Therapeutic Areas
Infectious Diseases
We have identified and are chemically optimizing several small molecule compounds for the treatment of life-threatening infections caused by multidrug-resistant Gram-negative bacteria. Our goal is to select lead development compounds that can be formulated for both intravenous and oral administration.
The increasing prevalence of infections caused by multidrug-resistant bacteria is a global health problem and represents a critical unmet medical need. Many infections caused by multidrug resistant pathogens occur in patients receiving medical care for serious conditions in hospitals, long-term acute care facilities, such as those providing wound care or ventilation, or nursing homes. Infections acquired in these settings, commonly referred to as nosocomial infections, frequently result in severe pneumonia and infections of the urinary tract and bloodstream. The majority of these cases of pneumonia and infections of the urinary tract and bloodstream are caused by Gram-negative bacteria.

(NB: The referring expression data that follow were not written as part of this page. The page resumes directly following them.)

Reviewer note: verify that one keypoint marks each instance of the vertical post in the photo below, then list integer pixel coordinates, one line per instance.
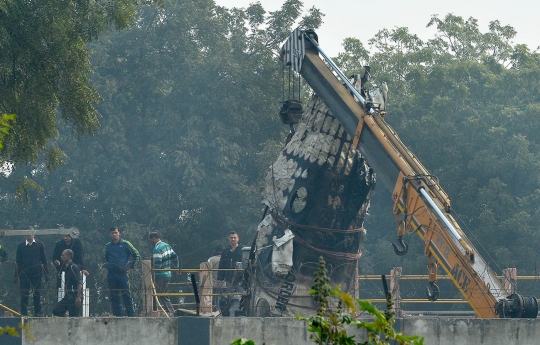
(395, 277)
(510, 280)
(148, 298)
(196, 293)
(62, 288)
(86, 299)
(206, 279)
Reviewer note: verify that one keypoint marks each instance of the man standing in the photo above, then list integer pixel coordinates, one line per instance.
(31, 262)
(72, 300)
(121, 257)
(163, 257)
(229, 257)
(73, 244)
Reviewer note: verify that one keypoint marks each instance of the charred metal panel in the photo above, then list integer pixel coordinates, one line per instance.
(319, 188)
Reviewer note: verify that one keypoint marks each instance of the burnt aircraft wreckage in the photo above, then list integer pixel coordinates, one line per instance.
(317, 195)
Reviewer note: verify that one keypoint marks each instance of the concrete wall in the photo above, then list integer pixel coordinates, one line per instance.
(270, 331)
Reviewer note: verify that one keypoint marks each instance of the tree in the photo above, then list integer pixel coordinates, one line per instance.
(45, 71)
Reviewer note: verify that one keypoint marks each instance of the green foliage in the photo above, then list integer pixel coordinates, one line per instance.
(243, 341)
(45, 69)
(6, 121)
(328, 327)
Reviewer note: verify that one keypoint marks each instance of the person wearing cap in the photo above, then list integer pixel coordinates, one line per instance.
(73, 244)
(72, 301)
(121, 257)
(31, 263)
(164, 258)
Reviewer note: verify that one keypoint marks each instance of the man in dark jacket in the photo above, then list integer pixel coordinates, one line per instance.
(73, 297)
(229, 257)
(31, 262)
(73, 244)
(121, 256)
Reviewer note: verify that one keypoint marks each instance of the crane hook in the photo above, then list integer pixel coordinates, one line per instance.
(404, 247)
(432, 292)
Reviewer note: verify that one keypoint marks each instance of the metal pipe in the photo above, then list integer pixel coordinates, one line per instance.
(341, 76)
(440, 214)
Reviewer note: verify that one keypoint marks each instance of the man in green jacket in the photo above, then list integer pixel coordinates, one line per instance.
(121, 257)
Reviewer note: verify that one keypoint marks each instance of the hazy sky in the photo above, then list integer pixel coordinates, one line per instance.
(363, 19)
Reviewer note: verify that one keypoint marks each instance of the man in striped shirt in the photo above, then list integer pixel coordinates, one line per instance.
(163, 257)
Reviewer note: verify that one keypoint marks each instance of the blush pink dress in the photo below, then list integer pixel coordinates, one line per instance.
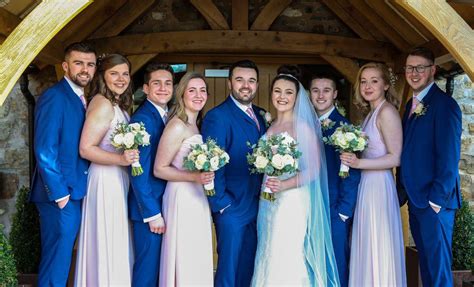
(186, 250)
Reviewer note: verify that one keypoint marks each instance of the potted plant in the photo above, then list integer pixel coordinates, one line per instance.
(463, 246)
(7, 262)
(25, 238)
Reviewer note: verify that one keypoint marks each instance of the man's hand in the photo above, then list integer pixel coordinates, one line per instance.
(157, 225)
(62, 203)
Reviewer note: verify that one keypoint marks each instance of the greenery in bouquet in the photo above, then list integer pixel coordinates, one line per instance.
(274, 156)
(130, 136)
(347, 138)
(206, 157)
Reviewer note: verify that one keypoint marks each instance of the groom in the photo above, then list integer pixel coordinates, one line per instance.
(60, 179)
(144, 203)
(233, 124)
(342, 191)
(429, 167)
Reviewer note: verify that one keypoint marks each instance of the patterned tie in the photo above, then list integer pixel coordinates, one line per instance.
(83, 100)
(252, 115)
(414, 103)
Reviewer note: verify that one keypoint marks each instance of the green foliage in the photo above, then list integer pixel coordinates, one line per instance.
(8, 275)
(463, 239)
(25, 234)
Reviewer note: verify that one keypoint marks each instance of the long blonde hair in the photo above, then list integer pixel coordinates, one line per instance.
(388, 79)
(178, 108)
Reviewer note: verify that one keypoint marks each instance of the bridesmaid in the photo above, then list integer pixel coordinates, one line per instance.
(104, 253)
(377, 257)
(186, 251)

We have identified a novel structural class of molecules that kill bacteria by targeting bacterial DNA synthesis. When tested using in vitro minimum inhibitory concentration, or MIC, assays, our compounds have demonstrated broad spectrum antibacterial activity against numerous Gram negative bacteria, including E. coli., A. baumannii, K. pneumoniae, H. influenzae, M. catarrhalis, N. gonorrhoeae, and Staphylococcus aureus. We believe that the key differentiating factor of our compounds is their potent antibacterial activity against multidrug-resistant bacteria that are refractory to current drugs, including carbapenems and fluoroquinolones.